Larson makes her home with her husband and divides her time between performing and teaching in New York and Los Angeles.
David Shane Lowry obtained his bachelor of science degree in anthropology at the Massachusetts Institute of Technology and his doctorate degree from the University of North Carolina. His scholarship focuses on human empathy. His graduate research took place between 2009 and 2012 when he spent hundreds of hours with missionaries, healthcare providers, and social justice advocates from the Lumbee Tribe of North Carolina.
Lowry is writing two books. One book is an anthropology of Michael Jordan, and the other book is a story of how the Lumbee Tribe became a hub for healing in America. Lowry is currently part of an interdisciplinary research team that is funded by the National Science Foundation (NSF) to study the environmental aftermath of Hurricane Matthew in North Carolina. He will be teaching courses in cultural anthropology, medical anthropology, and other topics related to his research and writing.

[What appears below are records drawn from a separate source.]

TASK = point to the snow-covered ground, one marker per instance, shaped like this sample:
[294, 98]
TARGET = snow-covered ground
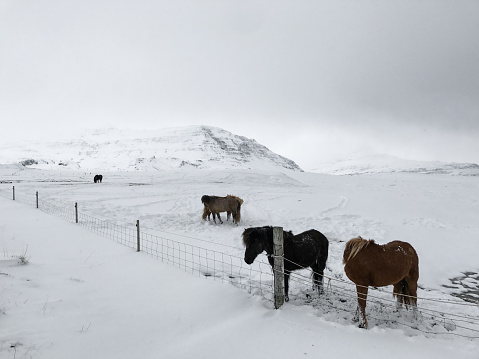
[83, 295]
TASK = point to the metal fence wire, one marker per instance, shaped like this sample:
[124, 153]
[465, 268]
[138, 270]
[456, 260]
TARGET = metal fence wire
[256, 279]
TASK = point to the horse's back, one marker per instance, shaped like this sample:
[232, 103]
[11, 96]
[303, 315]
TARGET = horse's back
[381, 265]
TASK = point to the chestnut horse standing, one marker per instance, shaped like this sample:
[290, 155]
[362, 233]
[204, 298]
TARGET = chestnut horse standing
[215, 205]
[371, 264]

J. P. Moreland is Distinguished Professor of philosophy at Talbot School of Theology, Biola University. He received a B.S. in physical chemistry from the University of Missouri, a Th.M. in theology from Dallas Theological Seminary, an M.A. in philosophy from the University of California at Riverside, and a Ph.D. in philosophy at the University of Southern California. He has authored, edited, or contributed papers to ninety-five books, including Does God Exist? (Prometheus), Universals
(McGill-Queen’s), Consciousness and the Existence of God (Routledge), The
Blackwell Companion to Natural Theology, The Blackwell Companion to Substance Dualism, and Debating Christian Theism (Oxford.) He has also published over 85 articles in journals such as Philosophy and Phenomenological Research, American Philosophical Quarterly, Australasian Journal of Philosophy, MetaPhilosophy, Philosophia Christi, Religious Studies, and Faith and Philosophy. Moreland was selected in August, 2016 by The Best Schools as one of the 50 most influential living philosophers in the world.